What are the principles of order, syntax, logic in these languages? What kind of concepts or descriptions are accessible through them? What are their poetics? What is possible to think in one language that is less easily approached in others? How do they create expressive energy or achieve clarity? How do they create a code of belonging? To whom does each of your languages bring you near, bring you into relation?

human observations
Set a timer for five minutes and write into what you’ve observed or come to understand lately about how humans act or feel. This could be humans in general, humans in particular groups, or a particular human.
generator

Epigraph Heart
Grab three or four books from your shelf that have meant something to you. Scan them and pluck a sentence or two that feel vested with the resonance of the book. Don’t be too long or purposeful about it—this is a game.

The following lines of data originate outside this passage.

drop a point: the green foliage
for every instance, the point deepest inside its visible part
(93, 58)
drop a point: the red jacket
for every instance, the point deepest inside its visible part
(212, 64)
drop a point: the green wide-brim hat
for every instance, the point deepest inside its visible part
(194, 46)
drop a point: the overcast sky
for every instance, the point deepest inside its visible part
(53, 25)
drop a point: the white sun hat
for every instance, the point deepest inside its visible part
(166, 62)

Transcribe the sentences and put them together on a page. Consider the mood that arises in each possible sequence you can order them in. Think of this page as the epigraph page of a story.

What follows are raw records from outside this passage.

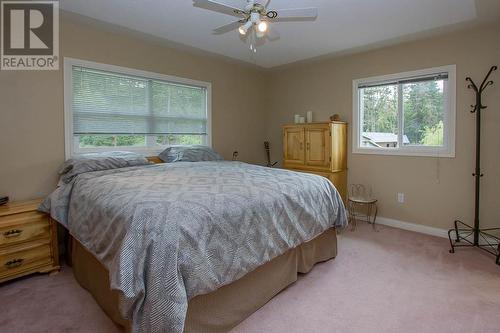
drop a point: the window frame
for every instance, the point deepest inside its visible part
(449, 119)
(71, 149)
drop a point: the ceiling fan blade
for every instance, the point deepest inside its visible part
(226, 28)
(310, 13)
(218, 7)
(272, 34)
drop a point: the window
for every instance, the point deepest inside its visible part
(115, 108)
(410, 113)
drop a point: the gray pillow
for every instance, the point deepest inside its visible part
(193, 153)
(99, 161)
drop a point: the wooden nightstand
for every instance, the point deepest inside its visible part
(28, 241)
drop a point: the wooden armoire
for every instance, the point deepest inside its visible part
(319, 148)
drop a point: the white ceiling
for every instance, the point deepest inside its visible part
(341, 25)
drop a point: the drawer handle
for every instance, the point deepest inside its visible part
(14, 263)
(12, 233)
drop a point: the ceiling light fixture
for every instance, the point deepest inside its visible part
(244, 28)
(262, 27)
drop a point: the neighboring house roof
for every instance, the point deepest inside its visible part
(384, 137)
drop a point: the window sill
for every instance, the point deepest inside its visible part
(145, 151)
(405, 152)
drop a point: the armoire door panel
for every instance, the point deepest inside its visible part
(318, 146)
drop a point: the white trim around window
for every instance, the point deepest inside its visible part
(71, 149)
(445, 150)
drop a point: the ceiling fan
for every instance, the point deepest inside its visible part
(255, 17)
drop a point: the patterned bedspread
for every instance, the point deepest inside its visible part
(169, 232)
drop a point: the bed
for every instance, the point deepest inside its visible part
(194, 247)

Looking at this set of epigraphs, ask yourself what is at the heart of them. This might mean asking what connects them, or what shows up somehow, in each. This might mean asking yourself what appeals to you about them, what lessons they speak to, what truths.
Then conjure a situation that could hold this heart and somehow dramatize it. What does it mean to dramatize something? Think of the action of dramatizing as making a container full of gateways and pressure points that draw something hidden into the open, makes it show itself. This container is a scenario, a context, a little population; this container is a holding place for an event. This doesn’t mean that you need to something “dramatic” in the adjectival sense. But it is a different project than writing something that meditates on an idea, or memorializes it.
Write the two pages of the story that will, if fulfilled, coax whatever lurks in those epigraphs into the open—either the first two pages or the last two pages.
Later, if you want, write the rest.

two new figures
Do the tuning exercise, “caption meditations,” then take one of the scenes and populate it with two new figures. Follow their conversation. Try to tune it in; imagine you have no hand in its direction or content: hear voices. Tune into their relationship, their moods, their way of inhabiting this place you gave them. If your hearing-voice imagination stalls out, plant a question in one of their mouths to ask the other. Often if you just pose a question, something from your imagination will surface to answer it.